‘Iran: A Cinematographic Revolution’ on Link TV in February

“Nobody knew how the revolution would end, but the event itself was extraordinary,” says Masud Kimiai, “And full of idealism and beauty.” As the director of Snake Fang (Dandan-e-mar) and The Journey of the Stone (Safar Sang) remembers the Iranian Revolution in 1979, you see a mix of footage, crowds waving flags in the street and women dropping flowers from balconies, and a few shots later, police chasing after citizens, helmets white and guns raised. Most viewers of Iran: A Cinematographic Revolution, will know that this shift from exhilaration to fear and aggression had its seeds in decades of corruption and resentment, in weak internal infrastructures and not-so-secret interventions by the West. What may be less well known is how closely the film industry in Iran has mapped, anticipated, and helped to shape the nation’s political movements and fractures.

This story is unveiled in Nader Takmil Homayoun’s 2006 documentary, available now on Link TV‘s excellent broadcast and online series, A Bridge to Iran. In tracing how movies in Iran have been put to use by both Reza Shah Pahlevi and his son, and the fundamentalist religious regime under Khomeini, the film makes the broader point, that media shape, support, and can challenge other regimes, even when those regimes don’t think of themselves as such.

The number and diversity of filmmakers who provide perspectives is impressive, including prerevolutionary artists like Bahram Beyzai and the late Fereydoun Goleh, and post-revolutionary filmmakers such as Dariush Mehrjui, Bahman Ghobadi, and Rakhshan Bani-Etemad. Like many of the interview subjects, Mohsen Makhmalbaf offers a look at the past as it informed his own work: Sohrab Shahid Saless’s A Simple Event (Yek Etefagh sadeh) (1974), Makhmalbaf says, “succeeded in showing life as it is in reality,” inspiring other filmmakers also to break off from “promoting” the state’s agenda, and instead to express their own ideas about the state.
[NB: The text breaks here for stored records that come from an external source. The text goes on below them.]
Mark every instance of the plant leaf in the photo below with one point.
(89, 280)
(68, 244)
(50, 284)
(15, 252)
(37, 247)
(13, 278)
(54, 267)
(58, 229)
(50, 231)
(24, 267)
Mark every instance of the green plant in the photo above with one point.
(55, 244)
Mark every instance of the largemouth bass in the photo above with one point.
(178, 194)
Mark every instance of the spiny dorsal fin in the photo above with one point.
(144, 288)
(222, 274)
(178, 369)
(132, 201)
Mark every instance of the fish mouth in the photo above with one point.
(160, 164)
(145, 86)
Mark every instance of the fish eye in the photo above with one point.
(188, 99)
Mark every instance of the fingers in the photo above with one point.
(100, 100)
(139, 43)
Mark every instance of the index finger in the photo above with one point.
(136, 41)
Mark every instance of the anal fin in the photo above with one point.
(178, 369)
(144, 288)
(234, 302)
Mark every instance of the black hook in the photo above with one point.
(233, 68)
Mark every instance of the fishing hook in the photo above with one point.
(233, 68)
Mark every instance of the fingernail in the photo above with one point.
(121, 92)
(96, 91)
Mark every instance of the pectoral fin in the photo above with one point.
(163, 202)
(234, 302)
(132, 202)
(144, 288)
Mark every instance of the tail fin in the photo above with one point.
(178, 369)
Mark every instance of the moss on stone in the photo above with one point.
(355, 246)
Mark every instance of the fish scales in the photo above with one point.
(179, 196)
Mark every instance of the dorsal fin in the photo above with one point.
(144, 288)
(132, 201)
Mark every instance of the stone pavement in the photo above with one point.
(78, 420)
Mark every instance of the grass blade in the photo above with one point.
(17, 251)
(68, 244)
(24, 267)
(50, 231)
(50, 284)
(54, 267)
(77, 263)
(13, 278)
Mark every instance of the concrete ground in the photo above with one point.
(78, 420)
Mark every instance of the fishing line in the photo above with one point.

And yet, even as post-revolutionary Iranian have films turned to new subjects and representational strategies, they maintain what Makhmalbaf calls “poetry.” As he phrases it, rather poetically, “The tree of Iranian cinema found its roots in Persian poetry.” Homayoun’s documentary assembles terrific montages of clips drawn from famous and less known films, the images spilling over into history and vice versa. What the film, made in 2009, does not show, are the effects of the December 2011 ruling by Iran’s Council of Public Culture, that the “House of Cinema,” the nation’s largest professional filmmakers’ organization, is now illegal.